Tuesday, January 16, 2007

Hospitality sector facing manpower crunch: Study

NEW DELHI: You visit a five-star hotel in the city. There is a fine crop of youngsters serving at the front office, fresh from the institutes. Three months down the line, there is a change. The fresh faces have given away to the old cadre. Your stew tastes different as well because the chief chefs have changed too.
The hospitality sector is facing a manpower shortage. Demand has outstripped supply. And the need for qualified manpower at the supervisory cadre, the assistant manager level and department head levels is increasing.

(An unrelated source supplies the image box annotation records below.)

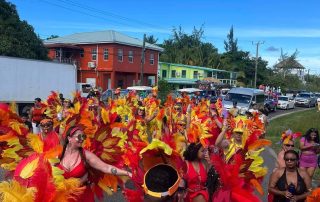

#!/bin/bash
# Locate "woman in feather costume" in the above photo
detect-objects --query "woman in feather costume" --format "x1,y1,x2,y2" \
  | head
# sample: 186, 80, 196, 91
58, 126, 132, 202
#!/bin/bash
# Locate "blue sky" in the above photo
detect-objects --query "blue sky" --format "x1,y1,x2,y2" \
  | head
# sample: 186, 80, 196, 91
10, 0, 320, 74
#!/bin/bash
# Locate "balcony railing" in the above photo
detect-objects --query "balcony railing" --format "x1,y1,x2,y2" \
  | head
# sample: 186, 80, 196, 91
52, 58, 80, 66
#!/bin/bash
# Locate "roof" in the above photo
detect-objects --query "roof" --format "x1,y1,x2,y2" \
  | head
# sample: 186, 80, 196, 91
229, 88, 264, 95
165, 78, 198, 84
127, 86, 152, 91
159, 62, 236, 73
178, 88, 202, 93
44, 30, 163, 52
275, 59, 305, 69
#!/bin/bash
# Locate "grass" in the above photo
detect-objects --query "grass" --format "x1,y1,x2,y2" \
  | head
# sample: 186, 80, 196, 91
266, 109, 320, 179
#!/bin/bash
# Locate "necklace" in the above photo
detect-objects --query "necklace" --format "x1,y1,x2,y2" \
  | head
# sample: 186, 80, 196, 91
62, 149, 80, 172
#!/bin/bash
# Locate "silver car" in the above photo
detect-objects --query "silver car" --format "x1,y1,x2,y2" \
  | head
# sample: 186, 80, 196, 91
295, 93, 317, 107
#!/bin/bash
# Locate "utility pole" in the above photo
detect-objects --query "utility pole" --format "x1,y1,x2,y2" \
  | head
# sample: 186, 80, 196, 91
140, 34, 146, 86
252, 41, 264, 88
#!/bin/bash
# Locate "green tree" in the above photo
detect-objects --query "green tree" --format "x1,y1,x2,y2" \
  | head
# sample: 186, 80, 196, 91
158, 79, 172, 103
160, 26, 219, 67
224, 26, 238, 53
0, 0, 48, 60
145, 35, 158, 44
220, 26, 271, 87
46, 34, 59, 40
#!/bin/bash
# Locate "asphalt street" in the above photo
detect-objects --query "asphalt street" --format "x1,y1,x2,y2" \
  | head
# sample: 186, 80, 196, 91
0, 107, 316, 202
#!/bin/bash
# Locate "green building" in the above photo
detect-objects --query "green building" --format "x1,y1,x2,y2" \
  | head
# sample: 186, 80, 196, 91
158, 62, 237, 89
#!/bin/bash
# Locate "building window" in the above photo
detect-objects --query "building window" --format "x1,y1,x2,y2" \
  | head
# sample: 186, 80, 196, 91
171, 70, 176, 78
80, 50, 84, 58
91, 48, 97, 60
56, 49, 60, 58
118, 49, 123, 62
193, 71, 198, 79
103, 48, 109, 60
181, 70, 187, 78
128, 51, 133, 63
150, 53, 154, 65
162, 70, 167, 78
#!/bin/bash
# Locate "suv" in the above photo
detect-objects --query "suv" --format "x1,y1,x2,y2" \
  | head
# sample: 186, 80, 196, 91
101, 89, 128, 102
295, 92, 317, 107
264, 96, 278, 112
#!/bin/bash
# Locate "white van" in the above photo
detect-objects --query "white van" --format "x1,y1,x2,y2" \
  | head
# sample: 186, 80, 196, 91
223, 88, 265, 114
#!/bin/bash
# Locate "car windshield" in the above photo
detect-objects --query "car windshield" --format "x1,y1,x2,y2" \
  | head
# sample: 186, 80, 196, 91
278, 97, 289, 101
224, 93, 251, 104
298, 94, 310, 98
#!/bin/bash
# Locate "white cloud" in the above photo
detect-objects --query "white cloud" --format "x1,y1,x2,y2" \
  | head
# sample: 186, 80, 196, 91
205, 27, 320, 38
262, 56, 320, 74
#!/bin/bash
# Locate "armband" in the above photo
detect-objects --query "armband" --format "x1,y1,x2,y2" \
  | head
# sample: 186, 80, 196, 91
111, 168, 118, 175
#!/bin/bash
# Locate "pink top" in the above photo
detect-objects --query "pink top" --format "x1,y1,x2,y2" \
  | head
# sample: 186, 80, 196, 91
300, 137, 316, 154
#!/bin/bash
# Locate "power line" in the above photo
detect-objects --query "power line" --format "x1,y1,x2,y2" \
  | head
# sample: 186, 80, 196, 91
252, 41, 264, 88
42, 0, 167, 33
42, 0, 144, 30
59, 0, 167, 29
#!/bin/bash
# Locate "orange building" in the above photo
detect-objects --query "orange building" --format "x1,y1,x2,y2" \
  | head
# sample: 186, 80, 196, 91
44, 31, 163, 90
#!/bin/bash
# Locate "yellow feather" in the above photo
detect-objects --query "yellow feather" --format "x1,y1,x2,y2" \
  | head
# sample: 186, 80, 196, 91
20, 158, 39, 179
1, 162, 18, 171
140, 139, 172, 155
27, 133, 43, 154
74, 102, 81, 114
9, 122, 22, 135
53, 178, 86, 202
0, 180, 36, 202
101, 108, 110, 124
9, 102, 18, 113
2, 145, 23, 161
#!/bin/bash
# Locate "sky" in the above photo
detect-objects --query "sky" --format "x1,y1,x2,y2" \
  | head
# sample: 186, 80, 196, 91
7, 0, 320, 75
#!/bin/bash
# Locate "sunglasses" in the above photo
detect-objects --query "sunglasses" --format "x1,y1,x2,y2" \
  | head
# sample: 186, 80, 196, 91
73, 134, 87, 141
285, 144, 294, 147
284, 158, 297, 161
40, 123, 52, 128
310, 128, 318, 132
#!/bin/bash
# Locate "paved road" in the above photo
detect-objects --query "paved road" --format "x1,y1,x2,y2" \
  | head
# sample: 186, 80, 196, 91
261, 107, 309, 202
0, 107, 316, 202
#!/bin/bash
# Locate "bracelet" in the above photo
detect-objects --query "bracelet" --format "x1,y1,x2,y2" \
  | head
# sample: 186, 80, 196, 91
111, 168, 118, 175
177, 187, 186, 192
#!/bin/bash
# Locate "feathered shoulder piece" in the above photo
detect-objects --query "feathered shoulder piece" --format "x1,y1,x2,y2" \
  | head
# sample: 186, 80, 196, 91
279, 129, 302, 144
306, 188, 320, 202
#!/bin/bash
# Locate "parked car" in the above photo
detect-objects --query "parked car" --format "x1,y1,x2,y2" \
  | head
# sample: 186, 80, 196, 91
314, 93, 320, 104
101, 89, 128, 102
277, 96, 295, 109
127, 86, 152, 98
222, 88, 265, 114
295, 92, 317, 107
264, 95, 278, 112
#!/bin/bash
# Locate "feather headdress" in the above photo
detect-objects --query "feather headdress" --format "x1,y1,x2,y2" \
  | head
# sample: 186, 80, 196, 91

``Yes! There is a dearth of management-oriented trained people in the industry. We began seeing a brain drain from this sector to banks and multi-national companies 4-5 years ago. And this has increased,'' the GM of a deluxe hotel property here said.
He added that the salary structure in the hotel industry is not inspiring either. A front office assistant who gets Rs 5,000 at an entry level in the hotel industry is offered Rs 7,500 or more in the MNCs sector, he pointed out.

The industry average of people servicing a hotel room is 2:1 in India compared to 0.5:1 overseas. ``But that is because we lack high quality managers here and may need people to attend to the same task,'' the hotelier pointed out.
He said that is one reason hotel companies have begun to see international managers with the required exposure in India. He argued that things have come to such a state as not many people are being trained in the country to service the hotel sector with adequate management courses.

This aspect has now been surveyed and put together in an official document by the working group on tourism--HRD sector for the 10th Five-Year Plan (2002-2007). It was to review the working of trained institutions in the country and also project the requirements of trained manpower and training facilities in the tourism sector during the Plan period.

Manpower is provided to hotels and restaurants in the country from both government-run and privately managed hotel management institutes and food craft institutes.

The group in its report has projected that the shortfall of trained manpower currently facing the sector would burgeon unless training facilities are augmented, beginning now.

It has found that the industry will need to absorb over 26,000 trained personnel between 2000-2001 and 2004-2005. ``The training capacity available at present is only 5700 per year, which leaves a wide gap between demand and supply,'' a group member said.

This has happened as the number of hotel rooms has increased in the country in the last three years, he said. ``Between 1997-98 and now, the number of hotel rooms in the country has gone up from 58,000 to over 78,000 in the approved category and one and half times that number in the unapproved category,'' he said.

The group has suggested that two more institutes be set up with an initial investment of Rs 9 crore as a first step towards tackling this problem.